While the goal with AI is still to breed ideal animals, different industries use the ability to buy and sell semen in a variety of different ways, depending on the goal of a particular farmer or rancher, the breeding habits of the animals and the needs of the industry. Thus, it’s impossible to make blanket statements about how AI has affected livestock in general. But even a look at the basic numbers gives a glimpse at the stark differences. As of 2007, experts estimated that “75 percent of dairy cattle and 85 percent of swine are conceived through artificial insemination,” according to this Denver Post article.

That, though, contradicts what rancher Darol Dickinson tells me. He estimates that only about three percent of non-dairy cattle in the U.S. are bred through AI.

I didn’t just call Dickinson for statistics, however. I call him because he was at ground zero for me: He owned Mr. Immambo.
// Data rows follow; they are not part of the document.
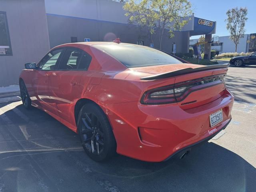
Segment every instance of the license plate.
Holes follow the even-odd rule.
[[[210,115],[210,124],[211,127],[214,127],[223,120],[222,109]]]

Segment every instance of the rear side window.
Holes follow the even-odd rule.
[[[166,53],[145,46],[113,43],[95,45],[128,68],[182,63]]]

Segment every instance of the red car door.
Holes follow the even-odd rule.
[[[55,71],[64,52],[63,48],[52,50],[39,62],[36,70],[33,89],[36,90],[38,104],[52,114],[58,115],[56,107],[51,103],[48,87],[49,74]]]
[[[84,85],[80,84],[80,80],[82,75],[90,73],[87,69],[91,59],[82,50],[67,48],[58,70],[49,74],[50,102],[54,104],[53,106],[56,108],[62,118],[73,124],[74,118],[70,115],[70,111],[81,98]]]

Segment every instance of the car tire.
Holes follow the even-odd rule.
[[[28,92],[25,83],[22,80],[21,80],[20,82],[20,98],[23,106],[26,109],[30,109],[32,106],[31,100],[28,95]]]
[[[83,148],[96,162],[107,160],[116,153],[116,143],[106,115],[96,104],[85,104],[78,115],[78,130]]]
[[[241,59],[237,59],[234,62],[234,65],[237,67],[242,67],[244,65],[243,61]]]

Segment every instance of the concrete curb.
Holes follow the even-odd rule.
[[[0,103],[20,101],[20,91],[0,93]]]

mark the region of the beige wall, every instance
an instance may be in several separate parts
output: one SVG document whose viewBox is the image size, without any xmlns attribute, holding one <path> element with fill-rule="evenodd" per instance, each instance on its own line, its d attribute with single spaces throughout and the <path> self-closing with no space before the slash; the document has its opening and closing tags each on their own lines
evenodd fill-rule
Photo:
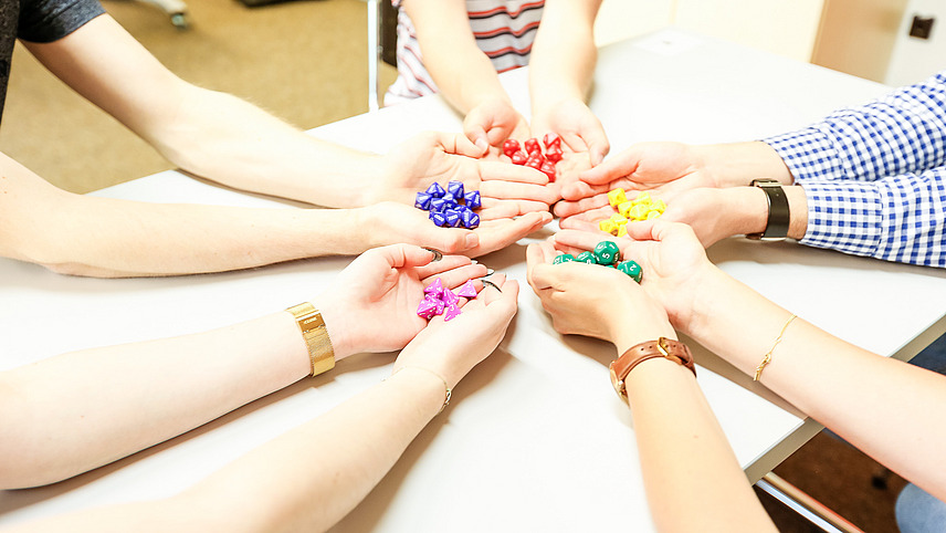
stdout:
<svg viewBox="0 0 946 533">
<path fill-rule="evenodd" d="M 676 24 L 809 61 L 824 0 L 677 0 Z"/>
<path fill-rule="evenodd" d="M 907 0 L 824 0 L 811 62 L 883 82 Z"/>
<path fill-rule="evenodd" d="M 605 0 L 599 44 L 675 24 L 809 61 L 824 0 Z"/>
<path fill-rule="evenodd" d="M 599 46 L 660 30 L 672 23 L 674 0 L 603 0 L 595 20 Z"/>
</svg>

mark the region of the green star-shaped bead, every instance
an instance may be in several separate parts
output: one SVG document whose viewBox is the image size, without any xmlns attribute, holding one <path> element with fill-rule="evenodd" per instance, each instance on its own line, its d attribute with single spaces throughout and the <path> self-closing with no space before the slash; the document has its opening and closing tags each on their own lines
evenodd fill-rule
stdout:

Dickinson’s cattle are gorgeous — large, spotted animals with majestic horns, all raised on Dickinson’s Ohio ranch. In regards to Mr. Immambo, Dickinson says that “he was best of the Watusi bulls when I got him.” An African cattle breed, the Watusi are still relatively rare in America — Dickinson had one of the first Watusi herds in North America outside of zoos. As such, AI and semen sales have been instrumental in maintaining and expanding the breed. For example, Dickinson tells me about a Watusi upbreeding program in New Zealand. Due to restrictions on important livestock, though, New Zealand ranchers couldn’t bring in live Watusi cattle; they could, however, buy Watusi semen, and use it to breed with existing cows.

Dickinson also described Mr. Immambo as an “old bull” and notes that he’s no longer at the ranch, but he still lives on in the form of several daughters. And thanks to freezing processes, Mr. Immambo can live on wherever you want him to as well. On Semen Hub, a website I don’t recommend visiting in a public place due to the sheer size of the words “SEMEN HUB” and the giant sperm on their landing page, still offers Mr. Immambo’s seed for $20.

That’s actually a steal. One of Dickinson’s current cattle, Clear Point, gets $200 per batch. Dickinson says he did the math once, and per ounce, that’s about 20 times the price of gold.

I thought about finally buying some of Mr. Immambo’s semen after all these years. But ultimately, I passed. If I’m going to invest in a straw of bull semen, I want it to be one that’s at least 10 times the price of gold.